Groundwater extraction at the present rate obviously exceeds the renewable volume of groundwater, with there being no effort to curb the installation of new tubewells. What is more, this is encouraged as the governments bows to the interests of the big landlords in granting indefinite subsidy on power supply.
In response to a request from the government, the Director- General of Unesco approved special funds for fielding a technical mission to investigate the causes of drought in Balochistan and recommend strategies to overcome the problem.
Unesco Division of Water Sciences, in consultation with the UNDP, Islamabad, and experts of FAO and WFP, fielded the two- member mission to Pakistan in September 2000, which held a series of consultative meetings with officials of the federal and provincial governments.
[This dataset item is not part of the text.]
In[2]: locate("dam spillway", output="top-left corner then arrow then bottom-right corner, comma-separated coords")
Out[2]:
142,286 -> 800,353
The mission proposed a five-year pilot and demonstration project which envisaged undertaking in depth field investigations, evolving and installing institutional and technical setups for sustainable water management in Balochistan.
In the light of these investigations, a number of measures were recommended to the government.
Meanwhile, UNESCO has been in touch with specialists involved in the strategy of communication with agriculturists and received suggestions for the implementation of the project.
Unesco, while calling for a political commitment for sustainable groundwater management, particularly in Balochistan, has suggested that Pakistan strengthen the national committees of the two Unesco-based relevant intergovernmental programmes: the International Hydrological Programme and Man and the Biosphere.